DNA damage response and repair (DDR) related signatures play an important role in maintaining genome stability and other biological processes. It also affects the occurrence, development, and treatment of cancer. However, in renal cell carcinoma (RCC), especially clear cell renal carcinoma (ccRCC), the potential association between DDR-related signatures and tumor heterogeneity and tumor microenvironment (TME) remains unclear.
Utilizing unsupervised clustering algorithm, we divided RCC into two subgroups, DCS1 and DCS2, according to the differences in DDR gene expression, and compared the characteristics of the two subgroups through multiple dimensions.

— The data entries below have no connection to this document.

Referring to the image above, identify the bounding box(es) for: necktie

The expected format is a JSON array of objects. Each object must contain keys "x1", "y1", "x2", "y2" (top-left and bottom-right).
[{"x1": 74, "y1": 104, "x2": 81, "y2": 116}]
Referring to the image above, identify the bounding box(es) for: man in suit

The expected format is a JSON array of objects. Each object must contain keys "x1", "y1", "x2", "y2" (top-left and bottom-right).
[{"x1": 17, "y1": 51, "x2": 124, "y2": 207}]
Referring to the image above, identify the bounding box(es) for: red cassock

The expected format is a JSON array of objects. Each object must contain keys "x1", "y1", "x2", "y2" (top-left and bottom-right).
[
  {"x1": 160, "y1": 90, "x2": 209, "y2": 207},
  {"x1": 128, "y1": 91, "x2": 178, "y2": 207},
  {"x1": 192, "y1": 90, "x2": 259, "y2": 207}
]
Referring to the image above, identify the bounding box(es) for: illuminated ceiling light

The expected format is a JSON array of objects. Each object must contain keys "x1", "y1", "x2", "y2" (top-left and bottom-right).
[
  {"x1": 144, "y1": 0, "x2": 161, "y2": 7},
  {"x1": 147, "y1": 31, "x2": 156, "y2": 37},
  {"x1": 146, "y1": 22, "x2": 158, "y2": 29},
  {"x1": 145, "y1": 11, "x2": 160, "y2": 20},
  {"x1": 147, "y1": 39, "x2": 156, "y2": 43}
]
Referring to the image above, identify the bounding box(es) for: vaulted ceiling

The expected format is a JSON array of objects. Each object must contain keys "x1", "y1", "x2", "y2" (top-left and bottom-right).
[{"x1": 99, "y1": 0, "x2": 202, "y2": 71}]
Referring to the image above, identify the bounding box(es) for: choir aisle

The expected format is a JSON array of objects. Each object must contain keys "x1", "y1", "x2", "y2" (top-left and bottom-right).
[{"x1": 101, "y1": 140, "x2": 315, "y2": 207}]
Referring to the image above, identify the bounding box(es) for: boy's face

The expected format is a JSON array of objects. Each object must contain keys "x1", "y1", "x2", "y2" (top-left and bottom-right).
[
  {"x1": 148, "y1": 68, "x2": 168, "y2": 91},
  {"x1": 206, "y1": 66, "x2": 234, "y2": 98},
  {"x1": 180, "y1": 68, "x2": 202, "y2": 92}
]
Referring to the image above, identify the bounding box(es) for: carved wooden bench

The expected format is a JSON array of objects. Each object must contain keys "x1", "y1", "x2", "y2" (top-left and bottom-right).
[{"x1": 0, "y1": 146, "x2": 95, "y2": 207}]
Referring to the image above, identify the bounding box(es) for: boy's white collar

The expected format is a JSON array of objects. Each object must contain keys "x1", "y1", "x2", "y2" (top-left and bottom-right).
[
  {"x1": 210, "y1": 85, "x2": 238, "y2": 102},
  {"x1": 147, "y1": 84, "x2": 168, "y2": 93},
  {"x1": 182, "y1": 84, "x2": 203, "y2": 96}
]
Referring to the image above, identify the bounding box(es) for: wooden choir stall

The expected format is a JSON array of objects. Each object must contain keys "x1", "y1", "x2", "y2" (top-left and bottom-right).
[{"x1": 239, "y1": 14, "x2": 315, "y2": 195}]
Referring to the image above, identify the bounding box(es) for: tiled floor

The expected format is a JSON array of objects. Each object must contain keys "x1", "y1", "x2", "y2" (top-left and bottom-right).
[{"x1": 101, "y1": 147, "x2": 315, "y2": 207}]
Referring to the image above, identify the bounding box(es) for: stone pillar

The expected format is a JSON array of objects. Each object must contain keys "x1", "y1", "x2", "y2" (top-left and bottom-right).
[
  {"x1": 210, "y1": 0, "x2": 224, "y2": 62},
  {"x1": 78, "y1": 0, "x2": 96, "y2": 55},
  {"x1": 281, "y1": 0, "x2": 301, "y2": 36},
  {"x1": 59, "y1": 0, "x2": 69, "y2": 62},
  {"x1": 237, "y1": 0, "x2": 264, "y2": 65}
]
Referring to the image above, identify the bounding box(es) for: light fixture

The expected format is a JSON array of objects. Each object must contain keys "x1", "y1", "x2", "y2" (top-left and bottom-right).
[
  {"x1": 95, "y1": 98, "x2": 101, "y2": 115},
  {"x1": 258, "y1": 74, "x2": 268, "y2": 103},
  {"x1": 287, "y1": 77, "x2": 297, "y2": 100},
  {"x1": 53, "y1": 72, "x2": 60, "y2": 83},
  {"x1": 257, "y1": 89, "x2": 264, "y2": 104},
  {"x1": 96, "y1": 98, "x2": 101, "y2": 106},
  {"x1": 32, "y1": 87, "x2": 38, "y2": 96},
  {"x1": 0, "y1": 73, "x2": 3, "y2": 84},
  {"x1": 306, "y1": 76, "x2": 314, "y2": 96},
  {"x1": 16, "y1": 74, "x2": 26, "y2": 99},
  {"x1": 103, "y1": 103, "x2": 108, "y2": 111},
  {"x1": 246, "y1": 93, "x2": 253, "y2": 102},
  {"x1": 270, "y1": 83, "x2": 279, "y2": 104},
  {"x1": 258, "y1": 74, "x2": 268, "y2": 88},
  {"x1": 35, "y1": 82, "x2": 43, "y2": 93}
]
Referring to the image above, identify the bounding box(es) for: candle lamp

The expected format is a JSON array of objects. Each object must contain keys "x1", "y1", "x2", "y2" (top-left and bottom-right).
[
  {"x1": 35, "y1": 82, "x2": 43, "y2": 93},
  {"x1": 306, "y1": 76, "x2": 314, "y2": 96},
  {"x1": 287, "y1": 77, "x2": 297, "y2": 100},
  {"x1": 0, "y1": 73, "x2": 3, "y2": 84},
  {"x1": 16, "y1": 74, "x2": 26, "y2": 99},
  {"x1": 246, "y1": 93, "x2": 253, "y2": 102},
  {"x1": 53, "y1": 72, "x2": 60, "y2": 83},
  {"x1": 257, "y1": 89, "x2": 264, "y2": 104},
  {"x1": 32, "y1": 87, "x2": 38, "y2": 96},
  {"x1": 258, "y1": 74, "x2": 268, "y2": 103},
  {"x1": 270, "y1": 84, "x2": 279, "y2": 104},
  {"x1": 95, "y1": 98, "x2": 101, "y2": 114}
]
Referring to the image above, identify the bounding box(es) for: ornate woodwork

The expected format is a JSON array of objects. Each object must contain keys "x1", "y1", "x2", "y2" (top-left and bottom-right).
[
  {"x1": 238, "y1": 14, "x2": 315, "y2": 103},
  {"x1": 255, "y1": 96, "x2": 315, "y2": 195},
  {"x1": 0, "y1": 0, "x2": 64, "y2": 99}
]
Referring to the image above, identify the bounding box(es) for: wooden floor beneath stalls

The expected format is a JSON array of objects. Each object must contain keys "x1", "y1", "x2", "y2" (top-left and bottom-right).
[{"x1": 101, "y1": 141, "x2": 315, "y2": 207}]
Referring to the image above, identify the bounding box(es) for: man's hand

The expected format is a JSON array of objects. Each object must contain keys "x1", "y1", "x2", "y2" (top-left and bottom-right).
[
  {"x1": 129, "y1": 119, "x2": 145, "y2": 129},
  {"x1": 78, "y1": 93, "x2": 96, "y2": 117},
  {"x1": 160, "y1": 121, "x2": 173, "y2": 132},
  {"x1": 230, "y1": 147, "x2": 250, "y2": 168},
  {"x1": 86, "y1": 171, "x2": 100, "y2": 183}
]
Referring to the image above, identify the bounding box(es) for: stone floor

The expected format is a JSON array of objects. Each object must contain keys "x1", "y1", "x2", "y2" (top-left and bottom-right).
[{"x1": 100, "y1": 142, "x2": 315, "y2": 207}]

Compared with DCS1, DCS2 patients have higher clinical stage/grade and worse prognosis, which may be related to active metabolic status and immunosuppression status. At the same time, the high mutation rate in DCS2 may also be an important reason for the prognosis. We also analyzed the sensitivity of the two subgroups to different therapeutic agents and established a subtypes' biomarkers-based prognostic system with good validation results to provide ideas for clinical diagnosis and treatment. Finally, we identified a pivotal role for DDX1 in the DDR gene set, which may serve as a future therapeutic target.
This study showed that DDR has an important impact on the development and treatment of RCC. DCS2 subtypes have a poor prognosis, and more personalized treatment and follow-up programs may be needed. The assessment of DDR gene mutations in patients may be helpful for clinical decision-making. DDX1 may be one of the effective targets for RCC treatment in the future.